Maple-Beech Forest
This forest occurs on moist, well drained (not soggy) soils and cover about 25% of Lewisboro on lower and mid-slope elevations. Good examples are found at the Brownell Preserve where sugar maples are tapped to make maple syrup. Sugar maple, red maple and beech trees are dominant. Other trees include white ash, black birch, black cherry, basswood and, in very moist areas, tulip trees.
The understory is usually made up of smaller sugar maple and beech saplings, hornbeam (ironwood), and sassafras trees. Witch hazel is a common shrub.
Soil is moist and has New York, lady and and interrupted ferns growing beneath the trees and, in sunlit openings, hay-scented fern. The shaded, moist and less acidic soil here favors many spring ephemeral wildflowers including trout lily, trillium, toothwart and bloodroot, especially in places where deer do not commonly browse. Other plants include black cohosh, snakeroot, Solomon’s seal and violets along with beech drops near beech trees.

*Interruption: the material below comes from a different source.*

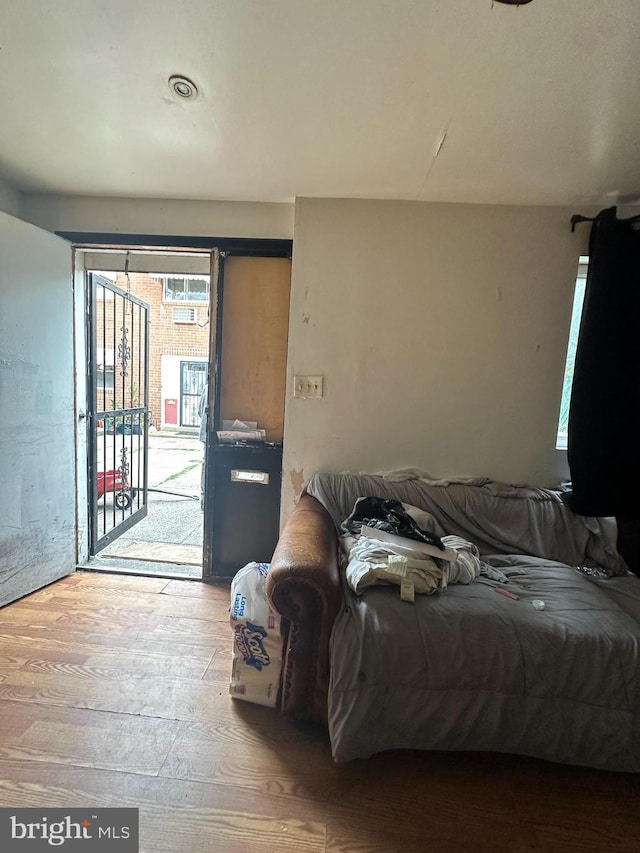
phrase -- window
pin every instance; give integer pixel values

Birds found in this habitat include the ovenbird, wood thrush, scarlet tanager, veery and red-eyed vireos. These migrating bird populations have plummeted over the last decades as their habitat here and in their overwintering locations in South and Central America have disappeared.

Did you know?
Road salt harms sugar maples. Many of these beautiful trees were planted along our country roads hundreds of years ago by farmers for their maple syrup.

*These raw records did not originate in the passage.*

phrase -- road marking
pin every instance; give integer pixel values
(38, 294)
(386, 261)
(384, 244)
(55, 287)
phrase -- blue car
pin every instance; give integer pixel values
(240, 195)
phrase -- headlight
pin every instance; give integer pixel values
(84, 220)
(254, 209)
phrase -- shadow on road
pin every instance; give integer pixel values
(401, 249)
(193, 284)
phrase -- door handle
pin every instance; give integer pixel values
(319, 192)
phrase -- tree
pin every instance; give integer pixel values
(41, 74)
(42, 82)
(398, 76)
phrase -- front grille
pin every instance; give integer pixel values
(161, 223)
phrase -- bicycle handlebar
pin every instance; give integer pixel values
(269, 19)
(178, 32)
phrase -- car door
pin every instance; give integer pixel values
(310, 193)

Which Lewisboro Preserves Have this Habitat?
- Brownell Preserve
- Frederick P. Rose & Rockshelter Preserves
- Hunt-Parker Sanctuary
- Indian Brook Assemblage
- John Jay High School XC & Community Trail
- Leon Levy Preserve
- Lewisboro Town Park
- Long Pond Preserve
- Love Preserve
- Marx Preserve
- Mountain Lakes Park
- Mt Holly Sanctuary
- Old Church Lane Preserve
- Old Field Preserve
- Onatru Farm Park & Preserve
- St. Paul’s Chapel Trail
- Ward Pound Ridge Reservation
Why is the Sugar Maple Becoming less Common Here?
Sugar maples are a northern tree and Lewisboro is near its southern limit. They are better adapted to the cooler temperatures found further to the north. Higher temperatures due to climate change are stressing sugar maples and killing them either directly, or indirectly by making them more vulnerable to disease and pests.